Domani uscirà una versione deluxe della colonna sonora del film culto di Cameron Crowe “Singles” del 1992, definito dagli appassionati del genere, il manifesto del grunge. Una nuova versione dove sono presenti  brani inediti dei Mudhoney di Mike McCReady e di Chris Cornell uscito di scena la scorsa notte, ha chiuso un cerchio, un cerchio di una generazione maledetta, un giro di giovani vite con tanto talento incapaci di vivere il successo.Il percorso musicale di Chris Cornell inizia con il suo gruppo storico i Soundgarden band che incarna inizialmente l’hard rock poi diviene una delle band simbolo del genere Grunge, Superunknown album del 1994 è una delle pietre miliari del genere dove la band racconta attraverso alcuni brani cult, temi oscuri quali suicidio, depressione, abuso di droghe, vendetta, annientamento, dolore, paura, perdita, e morte. Brani come Feel on black days, Spoonman e Black hole sun lasciano un segno indelebile, descrivendo Seattle e tutto quello che il periodo d’oro nero ha rappresentato. La voce di Chris Cornell è unica, un mix di dolcezza e rabbia. Nel 1990, quattro anni prima decide di formare un super gruppo per omaggiare il cantante dei Mother love bone Andrew Wood, il gruppo è composto da Matt Cameron, Stone Gossard, Jeff Ament, e Mike McCready  i futuri Pearl Jam. Ed è proprio grazie alla nascita di questo supergruppo che il mondo conoscerà il futuro leader dei Pearl Jam Eddie Vedder. Vedder e Cornell canteranno uno dei pezzi più belli degli anni 90′, Hunger Strike. Durante il documentario che racconta i primi vent’anni di carriera dei Pearl Jam, un Chris Cornell commosso racconta la nascita dei Temple of the dog ed il rapporto con Andrew wood. Chiusa la parentesi temporaneamente nel 1997 con i Soundgarden, Chris Cornell si cimenta agli inizi del nuovo millennio in una nuova scommessa gli Audioslave, un gruppo con tre ex componenti dei Rage against the machine, tra i quali spicca l’eclettico chitarrista Tom Morello. Il gruppo fonde in modo originale il rock degli anni 70’ a suoni grunge, al rap metal. Il primo album omonimo sarà una vera e propria bomba esplosa in un momento di calma nel mondo musicale. Il gruppo a causa di divergenze artistiche cesserà nel 2007 con tre album all’attivo e la consapevolezza da parte della band di aver lasciato il segno nel rock. Chris Cornell proseguirà la sua carriera da solista e in reunion con i Mother love bone ed i Soundgarden.
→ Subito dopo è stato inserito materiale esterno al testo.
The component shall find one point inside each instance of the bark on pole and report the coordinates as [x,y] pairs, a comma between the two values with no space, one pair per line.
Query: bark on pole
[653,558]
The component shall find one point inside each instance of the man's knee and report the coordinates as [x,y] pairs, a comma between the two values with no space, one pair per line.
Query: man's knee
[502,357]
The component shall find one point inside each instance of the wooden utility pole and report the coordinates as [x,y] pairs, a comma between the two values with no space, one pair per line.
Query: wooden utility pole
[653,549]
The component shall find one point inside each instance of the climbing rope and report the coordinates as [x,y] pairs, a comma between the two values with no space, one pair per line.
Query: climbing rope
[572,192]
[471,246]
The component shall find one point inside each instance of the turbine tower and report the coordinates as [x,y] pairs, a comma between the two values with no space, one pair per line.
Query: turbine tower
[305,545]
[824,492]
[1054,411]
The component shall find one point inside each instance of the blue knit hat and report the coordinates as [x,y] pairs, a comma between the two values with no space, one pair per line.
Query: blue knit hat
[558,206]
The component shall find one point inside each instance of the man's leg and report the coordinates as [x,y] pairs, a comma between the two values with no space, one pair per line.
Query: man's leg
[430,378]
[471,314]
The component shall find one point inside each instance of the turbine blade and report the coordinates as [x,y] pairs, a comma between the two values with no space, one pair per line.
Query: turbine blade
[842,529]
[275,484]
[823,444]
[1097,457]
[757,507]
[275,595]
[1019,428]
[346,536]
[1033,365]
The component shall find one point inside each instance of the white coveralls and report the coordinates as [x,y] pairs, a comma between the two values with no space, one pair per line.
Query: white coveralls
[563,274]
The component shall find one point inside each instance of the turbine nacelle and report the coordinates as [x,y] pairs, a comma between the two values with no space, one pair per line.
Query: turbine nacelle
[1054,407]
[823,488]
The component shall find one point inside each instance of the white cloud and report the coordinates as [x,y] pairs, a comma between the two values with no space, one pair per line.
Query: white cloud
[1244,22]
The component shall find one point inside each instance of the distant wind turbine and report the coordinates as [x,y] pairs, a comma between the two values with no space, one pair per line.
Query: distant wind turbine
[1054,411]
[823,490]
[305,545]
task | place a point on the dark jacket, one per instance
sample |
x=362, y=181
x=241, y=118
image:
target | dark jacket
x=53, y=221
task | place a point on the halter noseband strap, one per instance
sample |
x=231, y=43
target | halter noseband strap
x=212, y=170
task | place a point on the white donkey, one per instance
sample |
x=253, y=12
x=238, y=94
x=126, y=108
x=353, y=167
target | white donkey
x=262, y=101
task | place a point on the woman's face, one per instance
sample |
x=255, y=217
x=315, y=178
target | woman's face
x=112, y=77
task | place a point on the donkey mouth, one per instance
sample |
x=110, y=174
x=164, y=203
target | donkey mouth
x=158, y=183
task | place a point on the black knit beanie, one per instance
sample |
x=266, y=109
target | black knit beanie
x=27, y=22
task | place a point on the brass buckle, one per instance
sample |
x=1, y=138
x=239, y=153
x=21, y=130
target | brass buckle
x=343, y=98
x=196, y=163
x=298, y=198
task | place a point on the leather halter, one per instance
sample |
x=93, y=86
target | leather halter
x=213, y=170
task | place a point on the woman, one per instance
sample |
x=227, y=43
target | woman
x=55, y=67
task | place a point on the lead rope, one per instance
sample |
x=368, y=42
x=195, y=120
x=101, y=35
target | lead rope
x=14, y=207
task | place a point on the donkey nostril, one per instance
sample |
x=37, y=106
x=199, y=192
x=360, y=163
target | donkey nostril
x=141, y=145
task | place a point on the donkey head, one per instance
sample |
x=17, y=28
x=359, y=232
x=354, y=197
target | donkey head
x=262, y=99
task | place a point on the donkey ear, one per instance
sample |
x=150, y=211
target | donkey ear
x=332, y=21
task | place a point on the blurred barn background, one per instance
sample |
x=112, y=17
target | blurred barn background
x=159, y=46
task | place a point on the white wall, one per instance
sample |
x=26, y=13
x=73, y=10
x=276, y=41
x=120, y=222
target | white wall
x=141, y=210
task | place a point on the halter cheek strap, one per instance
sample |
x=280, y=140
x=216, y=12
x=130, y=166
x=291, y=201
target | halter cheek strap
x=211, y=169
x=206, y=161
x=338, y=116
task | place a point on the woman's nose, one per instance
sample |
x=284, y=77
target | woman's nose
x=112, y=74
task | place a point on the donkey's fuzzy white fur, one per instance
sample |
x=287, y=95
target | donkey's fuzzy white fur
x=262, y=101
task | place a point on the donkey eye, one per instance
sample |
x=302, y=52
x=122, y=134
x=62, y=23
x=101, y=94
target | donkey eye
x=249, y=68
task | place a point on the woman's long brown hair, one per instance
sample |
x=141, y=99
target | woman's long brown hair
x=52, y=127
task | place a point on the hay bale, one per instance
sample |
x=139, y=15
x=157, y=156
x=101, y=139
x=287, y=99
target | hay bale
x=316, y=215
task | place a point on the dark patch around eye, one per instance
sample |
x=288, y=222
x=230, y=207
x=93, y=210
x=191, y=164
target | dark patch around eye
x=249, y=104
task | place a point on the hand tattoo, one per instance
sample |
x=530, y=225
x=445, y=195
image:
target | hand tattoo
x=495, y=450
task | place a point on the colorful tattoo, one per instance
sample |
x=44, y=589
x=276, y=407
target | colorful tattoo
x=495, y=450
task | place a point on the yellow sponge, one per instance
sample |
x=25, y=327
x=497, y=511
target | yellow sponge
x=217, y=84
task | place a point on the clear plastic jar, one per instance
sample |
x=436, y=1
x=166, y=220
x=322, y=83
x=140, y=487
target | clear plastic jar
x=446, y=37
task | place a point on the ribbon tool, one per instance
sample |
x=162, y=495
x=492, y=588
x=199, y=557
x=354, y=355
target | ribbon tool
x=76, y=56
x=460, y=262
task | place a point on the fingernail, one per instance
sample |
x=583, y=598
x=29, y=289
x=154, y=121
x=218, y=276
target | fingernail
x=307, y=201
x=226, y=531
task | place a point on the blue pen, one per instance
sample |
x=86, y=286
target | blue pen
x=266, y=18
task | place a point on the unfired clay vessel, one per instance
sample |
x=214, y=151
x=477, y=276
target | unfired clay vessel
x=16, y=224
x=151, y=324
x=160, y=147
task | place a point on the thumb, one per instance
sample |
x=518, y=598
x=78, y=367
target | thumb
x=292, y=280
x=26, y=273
Per chi ha amato come me il genere grunge, ed ha vissuto la propria adolescenza chiedendosi il perchè di tanto malessere nonostante l’immenso talento di artisti come Andrew Wood, Kurt Cobain, Scott Weiland, Layne Staley non siano riusciti a vivere con il successo. La morte di Chris Cornell riapre delle ferite e riporta alla mente ricordi amari e chiude un cerchio, un cerchio di una generazione di belli, dannati e talentuosi che hanno portato tanta grande musica ma al contempo grande dolore.